Auffallend ist, dass im ORF Interviews seitens der ORF-Reporter schwach vorbereitet sind. Außerdem werden Nichtsozialdemokraten (Ausnahme sind die Grünen) wie die größten Ungeheuer zynisch abgekanzelt.

Dass die Kronenzeitung eine ebenso klare Linie zugunsten der Roten verfolgt (BH), ist in einem kleinen Land wie Österreich demokratiepolitisch schwerstens bedenklich, da diese zwei Schlüsselmedien einseitig nur sozialistisches Gedankengut berichten und auch vehement verkaufen.

Re: Bedrohung der wichtigen Medien durch Links

Ja, ja, ganz richtig.
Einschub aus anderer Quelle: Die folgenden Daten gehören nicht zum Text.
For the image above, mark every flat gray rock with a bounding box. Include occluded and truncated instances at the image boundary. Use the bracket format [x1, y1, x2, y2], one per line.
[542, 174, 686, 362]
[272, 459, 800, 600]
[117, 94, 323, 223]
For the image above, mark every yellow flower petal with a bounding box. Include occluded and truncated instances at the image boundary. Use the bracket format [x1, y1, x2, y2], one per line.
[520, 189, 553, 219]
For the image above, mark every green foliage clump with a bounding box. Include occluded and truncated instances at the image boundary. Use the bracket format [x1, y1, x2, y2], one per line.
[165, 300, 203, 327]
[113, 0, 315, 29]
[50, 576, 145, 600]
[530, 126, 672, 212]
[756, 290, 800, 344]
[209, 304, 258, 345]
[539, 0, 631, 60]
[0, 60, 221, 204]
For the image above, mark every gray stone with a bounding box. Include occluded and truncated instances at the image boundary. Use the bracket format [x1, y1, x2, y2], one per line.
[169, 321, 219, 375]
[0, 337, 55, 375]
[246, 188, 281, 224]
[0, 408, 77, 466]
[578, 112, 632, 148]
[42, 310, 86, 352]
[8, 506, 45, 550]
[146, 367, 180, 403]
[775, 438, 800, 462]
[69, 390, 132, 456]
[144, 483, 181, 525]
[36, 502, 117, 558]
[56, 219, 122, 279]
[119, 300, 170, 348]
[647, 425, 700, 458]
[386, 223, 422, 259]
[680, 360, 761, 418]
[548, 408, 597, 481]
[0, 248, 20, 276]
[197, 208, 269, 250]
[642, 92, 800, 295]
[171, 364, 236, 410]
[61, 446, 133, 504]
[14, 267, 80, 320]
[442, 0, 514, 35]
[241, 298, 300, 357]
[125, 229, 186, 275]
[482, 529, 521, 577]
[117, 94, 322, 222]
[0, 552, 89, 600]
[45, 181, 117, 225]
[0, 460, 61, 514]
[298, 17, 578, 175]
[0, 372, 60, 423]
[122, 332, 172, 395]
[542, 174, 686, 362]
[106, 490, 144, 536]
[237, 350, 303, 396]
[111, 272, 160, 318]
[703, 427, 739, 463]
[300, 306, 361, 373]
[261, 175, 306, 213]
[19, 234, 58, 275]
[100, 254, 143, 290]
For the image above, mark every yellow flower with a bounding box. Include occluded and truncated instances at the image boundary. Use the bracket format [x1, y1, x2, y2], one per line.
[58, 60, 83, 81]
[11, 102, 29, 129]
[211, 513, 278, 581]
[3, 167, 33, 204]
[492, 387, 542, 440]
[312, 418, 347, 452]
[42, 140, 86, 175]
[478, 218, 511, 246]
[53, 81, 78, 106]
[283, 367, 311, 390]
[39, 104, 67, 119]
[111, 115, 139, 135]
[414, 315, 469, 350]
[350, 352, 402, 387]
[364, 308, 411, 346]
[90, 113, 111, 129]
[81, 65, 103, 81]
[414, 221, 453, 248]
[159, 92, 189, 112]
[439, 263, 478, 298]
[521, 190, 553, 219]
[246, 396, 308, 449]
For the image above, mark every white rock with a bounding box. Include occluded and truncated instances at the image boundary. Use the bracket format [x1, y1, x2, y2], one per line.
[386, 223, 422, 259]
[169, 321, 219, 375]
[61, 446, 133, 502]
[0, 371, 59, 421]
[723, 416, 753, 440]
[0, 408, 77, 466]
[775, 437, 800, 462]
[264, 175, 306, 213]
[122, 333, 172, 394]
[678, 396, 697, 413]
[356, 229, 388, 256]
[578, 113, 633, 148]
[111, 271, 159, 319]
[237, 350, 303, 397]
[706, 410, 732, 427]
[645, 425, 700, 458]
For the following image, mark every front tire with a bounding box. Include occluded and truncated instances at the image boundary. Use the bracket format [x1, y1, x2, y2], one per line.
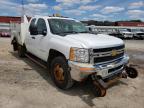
[51, 56, 74, 89]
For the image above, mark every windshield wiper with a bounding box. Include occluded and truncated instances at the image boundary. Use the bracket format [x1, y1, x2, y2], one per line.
[78, 31, 89, 33]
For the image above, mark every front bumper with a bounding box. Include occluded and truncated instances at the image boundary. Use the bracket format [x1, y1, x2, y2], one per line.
[68, 54, 129, 81]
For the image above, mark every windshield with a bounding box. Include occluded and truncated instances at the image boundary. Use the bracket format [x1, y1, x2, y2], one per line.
[119, 29, 128, 32]
[48, 19, 88, 36]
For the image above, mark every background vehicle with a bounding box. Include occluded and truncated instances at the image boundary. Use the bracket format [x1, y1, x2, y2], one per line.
[11, 16, 137, 96]
[117, 29, 133, 39]
[128, 29, 144, 39]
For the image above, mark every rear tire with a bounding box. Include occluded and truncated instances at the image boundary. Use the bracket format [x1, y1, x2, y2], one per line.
[18, 45, 26, 58]
[50, 56, 74, 90]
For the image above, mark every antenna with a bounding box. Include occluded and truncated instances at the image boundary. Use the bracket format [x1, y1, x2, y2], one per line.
[21, 0, 25, 16]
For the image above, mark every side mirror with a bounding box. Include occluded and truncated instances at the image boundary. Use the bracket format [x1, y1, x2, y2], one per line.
[29, 24, 38, 35]
[42, 30, 47, 36]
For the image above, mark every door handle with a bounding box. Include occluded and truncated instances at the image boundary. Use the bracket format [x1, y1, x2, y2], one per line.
[31, 37, 35, 39]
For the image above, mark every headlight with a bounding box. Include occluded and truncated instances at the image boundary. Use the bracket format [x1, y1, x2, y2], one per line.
[69, 48, 89, 63]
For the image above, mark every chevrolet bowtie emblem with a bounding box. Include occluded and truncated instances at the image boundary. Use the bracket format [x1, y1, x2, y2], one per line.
[112, 50, 117, 56]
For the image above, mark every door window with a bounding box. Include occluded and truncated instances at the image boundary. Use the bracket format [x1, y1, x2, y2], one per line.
[37, 18, 47, 35]
[29, 18, 36, 35]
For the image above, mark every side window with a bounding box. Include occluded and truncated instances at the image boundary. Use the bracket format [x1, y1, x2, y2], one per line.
[29, 18, 37, 35]
[37, 18, 47, 35]
[29, 18, 36, 32]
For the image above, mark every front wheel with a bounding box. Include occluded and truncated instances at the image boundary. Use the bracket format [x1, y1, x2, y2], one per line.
[51, 56, 74, 89]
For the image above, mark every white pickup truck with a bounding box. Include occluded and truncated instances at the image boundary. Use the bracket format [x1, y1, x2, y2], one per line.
[11, 16, 137, 96]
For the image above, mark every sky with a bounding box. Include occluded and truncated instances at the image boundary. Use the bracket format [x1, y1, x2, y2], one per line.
[0, 0, 144, 21]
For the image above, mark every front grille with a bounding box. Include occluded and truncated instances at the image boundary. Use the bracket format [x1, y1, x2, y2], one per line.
[93, 45, 124, 64]
[93, 45, 124, 53]
[94, 53, 124, 63]
[108, 65, 123, 73]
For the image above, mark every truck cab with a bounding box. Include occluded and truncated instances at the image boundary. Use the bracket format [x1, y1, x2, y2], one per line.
[12, 16, 137, 96]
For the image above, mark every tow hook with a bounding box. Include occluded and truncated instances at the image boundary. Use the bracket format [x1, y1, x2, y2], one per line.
[91, 75, 107, 97]
[125, 66, 138, 79]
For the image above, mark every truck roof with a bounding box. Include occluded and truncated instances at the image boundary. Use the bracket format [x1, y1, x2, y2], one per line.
[33, 16, 78, 21]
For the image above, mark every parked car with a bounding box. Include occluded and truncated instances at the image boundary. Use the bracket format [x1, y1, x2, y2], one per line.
[0, 32, 10, 37]
[117, 28, 133, 39]
[11, 16, 137, 96]
[128, 29, 144, 39]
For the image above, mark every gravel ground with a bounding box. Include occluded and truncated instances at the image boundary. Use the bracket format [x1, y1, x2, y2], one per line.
[0, 38, 144, 108]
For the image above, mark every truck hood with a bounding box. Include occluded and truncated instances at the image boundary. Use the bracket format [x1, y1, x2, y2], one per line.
[66, 33, 124, 48]
[121, 31, 132, 34]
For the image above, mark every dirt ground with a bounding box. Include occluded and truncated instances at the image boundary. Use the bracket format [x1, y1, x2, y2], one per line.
[0, 38, 144, 108]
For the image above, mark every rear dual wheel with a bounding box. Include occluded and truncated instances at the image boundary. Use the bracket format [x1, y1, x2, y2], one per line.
[18, 45, 26, 57]
[51, 56, 74, 89]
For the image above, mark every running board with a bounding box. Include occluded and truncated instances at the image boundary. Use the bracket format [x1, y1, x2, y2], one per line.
[25, 53, 47, 69]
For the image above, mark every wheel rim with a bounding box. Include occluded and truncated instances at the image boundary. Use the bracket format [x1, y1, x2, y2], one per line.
[54, 64, 64, 83]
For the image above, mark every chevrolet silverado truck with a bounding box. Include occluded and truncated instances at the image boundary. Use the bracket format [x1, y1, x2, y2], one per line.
[128, 29, 144, 40]
[118, 29, 133, 39]
[11, 16, 137, 96]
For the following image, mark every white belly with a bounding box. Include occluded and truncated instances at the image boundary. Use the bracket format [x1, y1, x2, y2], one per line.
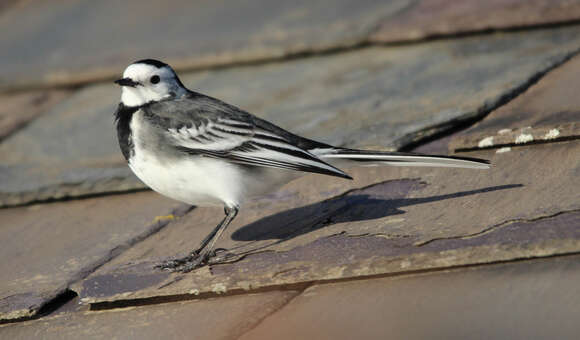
[129, 150, 243, 206]
[129, 112, 300, 206]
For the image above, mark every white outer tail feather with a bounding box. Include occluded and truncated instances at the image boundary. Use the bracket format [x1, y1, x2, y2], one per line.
[317, 150, 490, 169]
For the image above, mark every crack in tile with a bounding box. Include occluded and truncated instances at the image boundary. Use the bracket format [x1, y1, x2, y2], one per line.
[413, 209, 580, 247]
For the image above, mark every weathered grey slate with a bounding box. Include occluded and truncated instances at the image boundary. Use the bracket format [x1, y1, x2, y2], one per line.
[0, 89, 69, 141]
[0, 27, 580, 205]
[73, 138, 580, 306]
[0, 0, 411, 89]
[240, 256, 580, 340]
[0, 192, 186, 321]
[371, 0, 580, 42]
[0, 291, 296, 340]
[450, 53, 580, 150]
Man erkennt das alles schon an der Art der Fragestellung. Die ZIB-2-Lady mit dem bösen Blick - Ihr wissz schon, die Frau von dem Kummerl - die fragt bei den 'anderen' Parteien wie eine Rasierklinge, aber bei der 'richtigen' Partei ist sie eine sanfte Hölzelwerferin. Gott sei Dank merken das die meisten nicht, glaubt sie...

Vielleicht bekommt nach der Volksbefragung die Krone einige Einschaltungen "vom Werner"

In Kärnten wir man wegen 6 Mio verurteilt, in Wien kommt man bei 7 Mio nicht einmal zum Untersuchungsausschuß.